Se tiver indícios de justa causa na situação, que seja oferecida a denúncia e vai se ultrapassar essa fase preliminar da investigação e já passar para o processo criminal. Se o promotor entender que não, que arquive de uma forma fundamentada e (o arquivamento) ainda está submetido a uma revisão na Câmara de Coordenação do Ministério Público Federal.
Casos de suspeita de violência política de gênero são acompanhados pelo Ministério Público Federal.
Qual a importância dessa revisão?
Nós temos visto situações de, primeiro, (o promotor) fazer avaliações sobre a conduta da própria vítima e isso não está em pauta. Isso é um assunto que já foi, muitas vezes, debatido na própria lei Maria da Penha, e até superado, porque se olhar nessa perspectiva, você não está aplicando a lei na finalidade que foi determinada. Nós ainda temos alguns arquivamentos ou indeferimento de representações partindo da premissa de que a vítima contribuiu, quando a gente tem que ter o olhar de que os parlamentos são espaços de fala tanto para o homem quanto para a mulher, em igualdade de condições.
Então, tudo isso depende de capacitação, de treinamento. Estamos vendo, tentando pedir reconsideração quando é cabível, mas, principalmente, a grande dificuldade é a falta de uma capacitação do sistema como um todo para olhar essa legislação na perspectiva que ela tem que ser vista. É uma legislação inovadora, embora o crime seja recorrente. Antes não tinha uma tipificação criminal, mas sempre houve violação e violência política de gênero no país. Tanto é que isso reflete na nossa baixa representatividade. E é importante entender que é um marco e que a eficácia e a prevenção depende da forma como é tratado isto pelas próprias vítimas e pelo sistema de Justiça.
Eu ainda vejo as vítimas sofrendo crimes, seja o do próprio Código Eleitoral ou até do Código Penal e indo fazer representações para a Polícia Civil. E ali não tem uma tipificação criminal adequada, (porque ali) vai se analisar o quê? Ameaça? Crime contra a honra?
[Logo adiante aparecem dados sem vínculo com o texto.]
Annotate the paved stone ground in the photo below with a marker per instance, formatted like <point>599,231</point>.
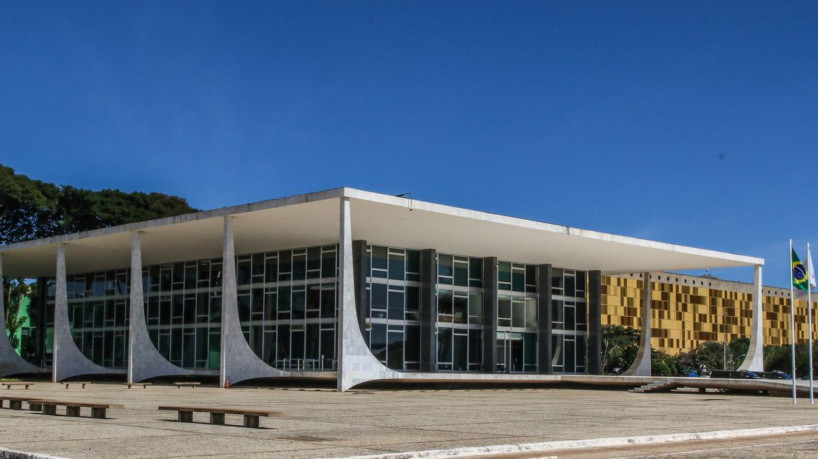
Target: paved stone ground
<point>325,423</point>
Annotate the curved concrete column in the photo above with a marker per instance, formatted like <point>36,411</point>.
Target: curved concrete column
<point>356,364</point>
<point>144,360</point>
<point>238,361</point>
<point>10,361</point>
<point>754,360</point>
<point>69,361</point>
<point>641,365</point>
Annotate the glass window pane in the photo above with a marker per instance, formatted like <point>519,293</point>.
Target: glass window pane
<point>395,351</point>
<point>377,341</point>
<point>378,296</point>
<point>413,261</point>
<point>379,257</point>
<point>461,274</point>
<point>412,343</point>
<point>476,268</point>
<point>444,302</point>
<point>518,280</point>
<point>518,314</point>
<point>396,267</point>
<point>461,309</point>
<point>570,323</point>
<point>444,265</point>
<point>531,312</point>
<point>444,345</point>
<point>504,308</point>
<point>504,272</point>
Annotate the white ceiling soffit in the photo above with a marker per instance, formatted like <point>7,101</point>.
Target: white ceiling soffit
<point>401,222</point>
<point>285,227</point>
<point>313,219</point>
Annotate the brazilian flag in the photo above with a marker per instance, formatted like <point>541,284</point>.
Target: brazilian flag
<point>800,279</point>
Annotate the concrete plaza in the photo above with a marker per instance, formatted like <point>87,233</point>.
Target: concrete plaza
<point>325,423</point>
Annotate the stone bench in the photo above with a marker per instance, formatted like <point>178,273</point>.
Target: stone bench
<point>16,403</point>
<point>144,385</point>
<point>187,384</point>
<point>8,385</point>
<point>217,414</point>
<point>72,408</point>
<point>82,383</point>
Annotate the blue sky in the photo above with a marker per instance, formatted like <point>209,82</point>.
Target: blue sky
<point>692,123</point>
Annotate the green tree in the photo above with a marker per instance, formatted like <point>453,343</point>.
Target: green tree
<point>662,364</point>
<point>14,291</point>
<point>31,209</point>
<point>736,352</point>
<point>27,207</point>
<point>707,357</point>
<point>619,348</point>
<point>778,358</point>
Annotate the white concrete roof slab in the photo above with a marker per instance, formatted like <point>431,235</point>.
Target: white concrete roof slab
<point>313,219</point>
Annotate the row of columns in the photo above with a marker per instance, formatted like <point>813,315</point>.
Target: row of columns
<point>428,307</point>
<point>356,364</point>
<point>753,361</point>
<point>238,361</point>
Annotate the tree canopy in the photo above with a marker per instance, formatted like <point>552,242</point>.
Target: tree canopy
<point>32,209</point>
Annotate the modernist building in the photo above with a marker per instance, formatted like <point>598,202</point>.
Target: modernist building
<point>687,311</point>
<point>340,284</point>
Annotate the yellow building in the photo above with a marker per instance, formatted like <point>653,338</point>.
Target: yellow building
<point>688,310</point>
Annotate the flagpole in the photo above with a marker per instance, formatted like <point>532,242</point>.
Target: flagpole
<point>809,319</point>
<point>792,325</point>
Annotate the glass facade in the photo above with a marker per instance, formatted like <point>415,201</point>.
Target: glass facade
<point>569,318</point>
<point>287,303</point>
<point>288,306</point>
<point>183,311</point>
<point>392,311</point>
<point>459,319</point>
<point>392,325</point>
<point>516,318</point>
<point>98,314</point>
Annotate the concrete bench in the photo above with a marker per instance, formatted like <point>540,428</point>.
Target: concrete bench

Hoje, a gente tem um marco e é importante que se entenda: se eu sou candidata ou detentora de mandato eletivo, o crime praticado contra mim, na condição de parlamentar mulher, (...) é um crime de violência política de gênero, de ação penal pública e compete ao Estado promover a investigação e a punição dos responsáveis.
Temos muito no que avançar, mas quais foram as melhorias causadas por essa legislação neste dois anos?
Teve um esforço muito grande, de vários segmentos da sociedade, da própria Procuradoria Geral Eleitoral, do vice-procurador (Paulo Gonet) que criou esse GT e deu ampla liberdade de atuação... Eu vejo também o parlamento e várias organizações da sociedade civil se unindo em torno do reforço da aplicação dessa legislação.
Algo que poderia ser desconhecido, quase ainda não aplicado, não debatido, que poderia ter uma mudança legislativa e ficar lá, no âmbito da lei, ninguém conhece, ninguém sabe. Mas não, nós estamos num debate intenso. Já temos, infelizmente, ocorrências, mas se há ocorrências na sociedade, elas têm que ser reportadas às autoridades.
Nós já temos quase 140 situações de representações conhecidas e podem ter algumas que ainda não estão nesse rede que nós estamos acompanhando. Então, eu vejo que o debate está muito mais fortalecido, tanto na sociedade quanto no próprio parlamento. Inclusive, nós mesmos estivemos lá no Congresso a oportunidade de debater para a minirreforma (eleitoral). Sugeri aperfeiçoamento desse tipo penal para poder tutelar também os direitos de todas as mulheres — não apenas candidatas e detentoras de mandato eletivo — nas situações de uma atuação política, partidária e eleitoral.
Porque muitas vezes nós temos jornalistas, ativistas, assessoras e todo um contexto de mulheres que atuam e poderiam ser vítimas também, pela sua atuação política, partidária ou eleitoral, e não estariam abrangidas (pela legislação). A própria sociedade entendeu que, embora seja um marco, uma evolução, ainda estava restrito o escopo. A realidade da vida e as eleições de 2022 mostraram isso. Muitas ativistas sofrendo violência na rua, pela sua condição de gênero e raça muitas vezes, e não estavam abrigadas pela tutela.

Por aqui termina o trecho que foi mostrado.